Reproducible example:

sysuse auto, clear

* Generate required statistics by repair record and foreign
collapse (mean)     mean_price = price      ///
         (sd)       sd_price = price        ///
         (count)    n_price = price , by(foreign rep78)

* Compute confidence intervals
gen lb_price = mean_price - invttail(n_price-1,0.025)*(sd_price / sqrt(n_price))
gen ub_price = mean_price + invttail(n_price-1,0.025)*(sd_price / sqrt(n_price))

* No jitter
twoway  (scatter mean_price rep78 if foreign == 0, ///
        c(L) lcol(black) msym(O) mcol(black) ) ///
        ///
    (scatter mean_price rep78 if foreign == 1, ///
        c(L) lcol(black) msym(O) mcol(black) ) ///  
        ///
    (rcap lb_price ub_price rep78 if foreign == 0, ///
    lcol(black) ) ///
        ///
    (rcap lb_price ub_price rep78 if foreign == 1, ///
    lcol(black) )

* With jitter
twoway  (scatter mean_price rep78 if foreign == 0, ///
            c(L) lcol(black) msym(O) mcol(black) jitter(10) jitterseed(123)) ///
            ///
        (scatter mean_price rep78 if foreign == 1, ///
            c(L) lcol(black) msym(O) mcol(black) jitter(10) jitterseed(456)) ///
            ///
        (rcap lb_price ub_price rep78 if foreign == 0, ///
        lcol(black) jitter(10) jitterseed(123)) ///
            ///
        (rcap lb_price ub_price rep78 if foreign == 1, ///
        lcol(black) jitter(10) jitterseed(456))

Solution

  • Thanks for the reproducible example. The post you cite from 2007 isn't making a suggestion that jitter() isn't allowed with twoway rcap: it's correctly stating that as a fact. But it is documented that jitter() applies to points using scatter or graph matrix and if it applied elsewhere that would be documented explicitly.

    But this isn't a cause for regret. Jittered spikes or capped bars for confidence intervals would just look a mess and they wouldn't be guaranteed to align with jittered markers for point estimates either. The graph would just look too much like a small child's drawing. Using the same seed wouldn't help even in principle.

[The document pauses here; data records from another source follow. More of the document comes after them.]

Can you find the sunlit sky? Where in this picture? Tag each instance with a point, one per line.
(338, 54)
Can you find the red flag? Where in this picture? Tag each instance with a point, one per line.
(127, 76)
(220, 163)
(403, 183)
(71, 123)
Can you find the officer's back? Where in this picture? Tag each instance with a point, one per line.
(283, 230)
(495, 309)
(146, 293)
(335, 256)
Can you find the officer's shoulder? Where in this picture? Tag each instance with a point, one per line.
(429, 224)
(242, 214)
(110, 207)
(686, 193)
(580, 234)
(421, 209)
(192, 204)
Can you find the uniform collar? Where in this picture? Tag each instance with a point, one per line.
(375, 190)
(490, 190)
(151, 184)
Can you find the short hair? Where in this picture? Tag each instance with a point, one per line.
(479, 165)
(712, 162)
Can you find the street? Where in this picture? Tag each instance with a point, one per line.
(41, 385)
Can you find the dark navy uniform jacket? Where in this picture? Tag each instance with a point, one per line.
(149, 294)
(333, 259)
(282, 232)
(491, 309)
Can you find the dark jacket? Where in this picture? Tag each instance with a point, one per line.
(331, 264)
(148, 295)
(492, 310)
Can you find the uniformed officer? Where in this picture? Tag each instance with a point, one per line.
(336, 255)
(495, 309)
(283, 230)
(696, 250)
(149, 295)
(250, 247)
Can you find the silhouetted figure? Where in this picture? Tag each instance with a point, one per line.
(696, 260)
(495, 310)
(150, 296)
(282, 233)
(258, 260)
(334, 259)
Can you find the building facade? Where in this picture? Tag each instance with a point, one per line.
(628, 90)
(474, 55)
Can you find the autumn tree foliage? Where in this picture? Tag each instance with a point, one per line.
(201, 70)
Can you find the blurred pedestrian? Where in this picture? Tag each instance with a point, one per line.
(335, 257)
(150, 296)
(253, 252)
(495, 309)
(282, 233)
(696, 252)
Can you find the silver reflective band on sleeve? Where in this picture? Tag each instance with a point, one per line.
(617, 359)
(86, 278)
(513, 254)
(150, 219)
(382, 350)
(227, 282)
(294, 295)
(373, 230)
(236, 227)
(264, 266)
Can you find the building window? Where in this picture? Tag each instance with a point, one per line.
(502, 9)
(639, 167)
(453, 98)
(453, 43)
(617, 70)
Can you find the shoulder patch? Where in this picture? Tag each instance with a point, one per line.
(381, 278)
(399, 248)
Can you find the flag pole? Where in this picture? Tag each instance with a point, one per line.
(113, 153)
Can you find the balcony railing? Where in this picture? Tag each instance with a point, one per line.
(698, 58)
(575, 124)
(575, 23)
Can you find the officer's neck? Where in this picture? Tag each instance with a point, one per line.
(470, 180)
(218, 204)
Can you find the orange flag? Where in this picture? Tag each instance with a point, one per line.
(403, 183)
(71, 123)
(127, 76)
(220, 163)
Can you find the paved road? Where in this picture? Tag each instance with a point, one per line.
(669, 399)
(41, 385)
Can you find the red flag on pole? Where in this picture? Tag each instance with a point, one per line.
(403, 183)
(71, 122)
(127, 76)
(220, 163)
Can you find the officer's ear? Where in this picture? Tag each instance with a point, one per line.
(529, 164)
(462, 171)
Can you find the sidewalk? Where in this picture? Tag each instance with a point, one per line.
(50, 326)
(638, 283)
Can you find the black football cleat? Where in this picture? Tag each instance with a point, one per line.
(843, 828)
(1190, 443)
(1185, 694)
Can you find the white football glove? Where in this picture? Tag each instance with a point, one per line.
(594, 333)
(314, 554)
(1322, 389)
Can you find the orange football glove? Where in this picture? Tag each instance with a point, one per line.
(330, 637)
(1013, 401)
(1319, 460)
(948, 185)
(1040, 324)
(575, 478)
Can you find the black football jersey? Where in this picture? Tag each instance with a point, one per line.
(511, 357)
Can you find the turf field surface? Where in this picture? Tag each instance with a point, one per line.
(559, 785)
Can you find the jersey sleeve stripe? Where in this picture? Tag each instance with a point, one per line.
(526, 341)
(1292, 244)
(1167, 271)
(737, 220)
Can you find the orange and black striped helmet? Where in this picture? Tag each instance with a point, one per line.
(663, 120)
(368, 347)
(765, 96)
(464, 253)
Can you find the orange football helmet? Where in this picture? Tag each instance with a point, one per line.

    Stata doesn't support what you need directly within twoway graphics so some work setting up offsets is needed. For paired estimates and confidence intervals I displace displays left and right. In this example the offset is small enough and the range of the data is such that I get the x axis labels that make sense automatically, although in other problems you might need to spell out directly what you want.

    I dislike the parenthesis notation for different graph commands within the same command line, as there are quite enough parentheses already. Nor do I follow why you would want to insist on the same colour and marker symbol for two groups, but that may reflect some different logic or need of yours for your real problem.

    With say three groups to compare, I would shift one estimate left, one right and leave the third in the middle. With four or more groups you often need to think harder.

    The offset idea no doubt has occurred to many people as what is often done in literature, but it was written up in this Stata Journal tip by James Cui.

    sysuse auto, clear
    
    * Generate required statistics by repair record and foreign
    collapse (mean)     mean_price = price      ///
             (sd)       sd_price = price        ///
             (count)    n_price = price , by(foreign rep78)
    
    * Compute confidence intervals
    gen lb_price = mean_price - invttail(n_price-1,0.025)*(sd_price / sqrt(n_price))
    gen ub_price = mean_price + invttail(n_price-1,0.025)*(sd_price / sqrt(n_price))
    
    local offset 0.1 
    gen rep78_L = rep78 - `offset'
    gen rep78_R = rep78 + `offset'
    
    * No jitter
    twoway scatter mean_price rep78_L if foreign == 0, c(L) lcol(blue) msym(Oh) mcol(blue) ///
       || scatter mean_price rep78_R if foreign == 1, c(L) lcol(orange) msym(Th) mcol(orange)  ///  
       || rcap lb_price ub_price rep78_L if foreign == 0, lcol(blue)  ///
       || rcap lb_price ub_price rep78_R if foreign == 1, lcol(orange)  /// 
        xtitle("Repair record 1978") ytitle(Price (USD)) legend(order(1 "Domestic" 2 "Foreign"))
    

    enter image description here

    Something like this may be supported in community-contributed commands such as coefplot, a wonderful command I never use.